White Cop Acquitted In Terence Crutcher’s Fatal Shooting

'I believe in my heart that Betty Shelby got away with murder,' Terence Crutcher's father said after Shelby was found not guilty.

May 18, 2017 at 3:33 PM ET

A white police officer who shot and killed an unarmed black man in Tulsa, Oklahoma, last year was found not guilty of first-degree manslaughter on Wednesday night.

After a jury deliberated for nine hours, Tulsa Police Officer Betty Shelby was acquitted in the September 2016 death of Terence Crutcher. Soon thereafter, Crutcher’s sister, Tiffany, offered a statement for the family, saying that Tulsa Police tried to cover up her brother’s murder, according to the Tulsa World. Crutcher’s father, Joseph, was equally upset with the verdict.

“Let it be known that I believe in my heart that Betty Shelby got away with murder,” he told CNN. “I have four grandchildren that are at home now, that have lost their daddy.”

On Sept. 16, 2016, Shelby came across an SUV stopped in the middle of a road and a man walking around it. In helicopter and dashcam videos of the incident, several officers approached the scene as Crutcher put his hands behind his head and walked away from officers and toward his car. The videos are partially obscured, but Crutcher appeared to reach into the car, at which point one officer shocked him with a Taser. The other, Shelby, shot him.

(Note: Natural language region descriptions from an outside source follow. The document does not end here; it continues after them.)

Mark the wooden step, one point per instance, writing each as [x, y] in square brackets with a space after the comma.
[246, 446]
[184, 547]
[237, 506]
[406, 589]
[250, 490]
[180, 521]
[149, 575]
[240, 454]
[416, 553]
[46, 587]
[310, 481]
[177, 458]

Shelby would later say she suspected Crutcher was high and reaching into the car for a weapon, leaving her with no choice but to shoot him. No gun was found on Crutcher or in the car, but PCP was found in his system.

In April, Shelby told “60 Minutes” that Crutcher displayed “zombie-like” behavior when she first encountered him. She admitted that while he wasn’t aggressive at the time, he later refused to comply with her and other officers’ commands to get on his knees.

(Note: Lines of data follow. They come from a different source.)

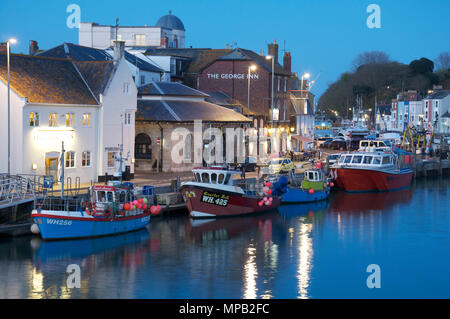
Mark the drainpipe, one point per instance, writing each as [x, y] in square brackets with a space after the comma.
[161, 147]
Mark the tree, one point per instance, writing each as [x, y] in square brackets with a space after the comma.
[442, 62]
[421, 66]
[370, 57]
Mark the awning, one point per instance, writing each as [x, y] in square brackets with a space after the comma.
[302, 138]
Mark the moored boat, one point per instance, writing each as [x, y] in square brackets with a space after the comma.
[371, 172]
[110, 210]
[213, 193]
[312, 188]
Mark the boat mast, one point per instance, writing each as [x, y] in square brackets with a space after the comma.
[61, 178]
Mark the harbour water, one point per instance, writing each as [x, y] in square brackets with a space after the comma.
[317, 250]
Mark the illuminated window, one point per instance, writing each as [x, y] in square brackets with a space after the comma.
[111, 156]
[69, 119]
[70, 159]
[86, 159]
[52, 119]
[86, 119]
[34, 119]
[140, 39]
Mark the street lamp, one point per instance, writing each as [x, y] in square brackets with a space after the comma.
[250, 68]
[271, 57]
[8, 44]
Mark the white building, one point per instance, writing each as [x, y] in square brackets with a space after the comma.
[90, 106]
[436, 107]
[168, 32]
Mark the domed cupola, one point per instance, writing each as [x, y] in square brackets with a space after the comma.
[170, 21]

“I saw a threat and I used the force I felt necessary to stop a threat,” Shelby said at the time. “I have sorrow that this happened, that this man lost his life. But he caused the situation to occur. So in the end, he caused his own.”

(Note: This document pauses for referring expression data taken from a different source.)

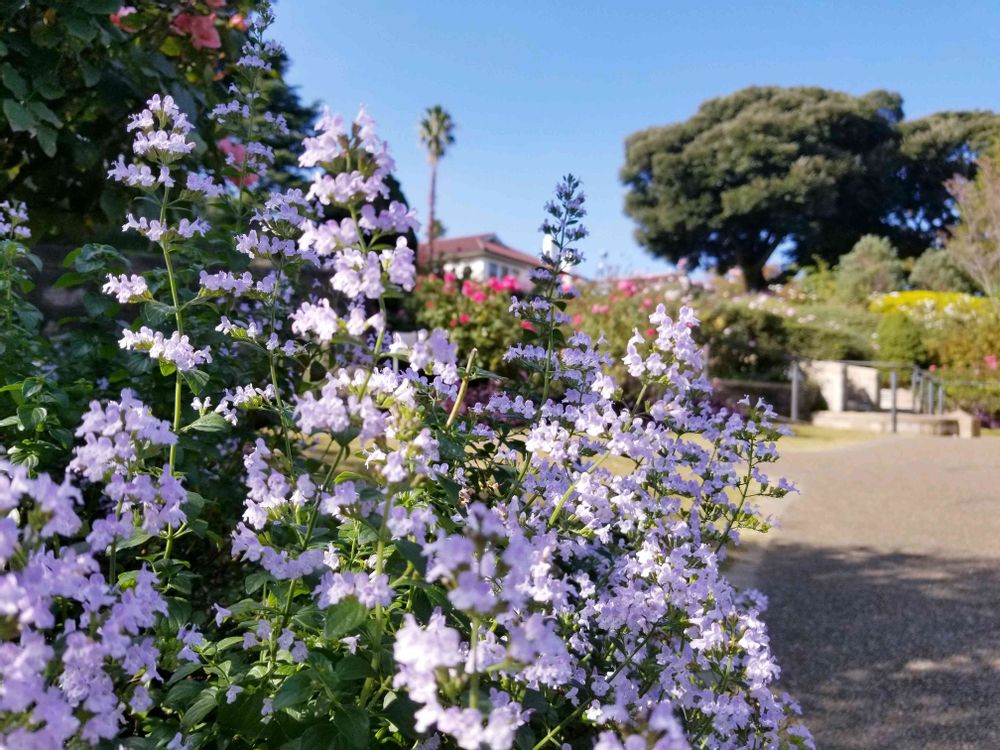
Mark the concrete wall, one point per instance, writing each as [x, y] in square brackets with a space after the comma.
[479, 268]
[845, 387]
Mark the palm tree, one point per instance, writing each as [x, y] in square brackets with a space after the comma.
[437, 132]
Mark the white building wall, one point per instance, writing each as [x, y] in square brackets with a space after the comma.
[481, 266]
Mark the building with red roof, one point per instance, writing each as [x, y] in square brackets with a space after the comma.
[484, 255]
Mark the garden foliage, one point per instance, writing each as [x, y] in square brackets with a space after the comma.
[287, 533]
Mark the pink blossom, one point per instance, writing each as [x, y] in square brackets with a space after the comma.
[237, 156]
[118, 15]
[201, 29]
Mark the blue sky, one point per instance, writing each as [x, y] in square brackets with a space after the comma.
[542, 88]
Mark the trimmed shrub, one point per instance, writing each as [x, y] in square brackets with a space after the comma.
[899, 339]
[745, 344]
[937, 271]
[872, 267]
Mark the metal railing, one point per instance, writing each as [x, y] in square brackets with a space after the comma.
[927, 389]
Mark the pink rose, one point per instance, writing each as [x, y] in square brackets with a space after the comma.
[236, 153]
[117, 16]
[202, 30]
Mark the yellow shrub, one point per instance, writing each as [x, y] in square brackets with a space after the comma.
[931, 308]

The Crutcher verdict is the latest example of how difficult it is for a police officer to be charged, and convicted, for shooting and killing black men under questionable circumstances. Of the recent high-profile cases, only one — Michael Slager — is currently facing jail time after pleading guilty to federal charges. (His state murder trial ended in a hung jury). In April 2015, Slager shot Walter Scott in the back as Scott ran away, which was captured on video by a bystander.

Oklahoma Gov. Mary Fallin offered a plea to Oklahomans to remain civil and respectful of the verdict.

“Those who disagree with the verdict have the right to express their opinions. I just ask that they do so in a peaceful manner,” Fallin said in a statement. “I appeal to Tulsans and others to remain calm. Our thoughts and prayers should be with the Terence Crutcher and Betty Shelby families during this difficult time.”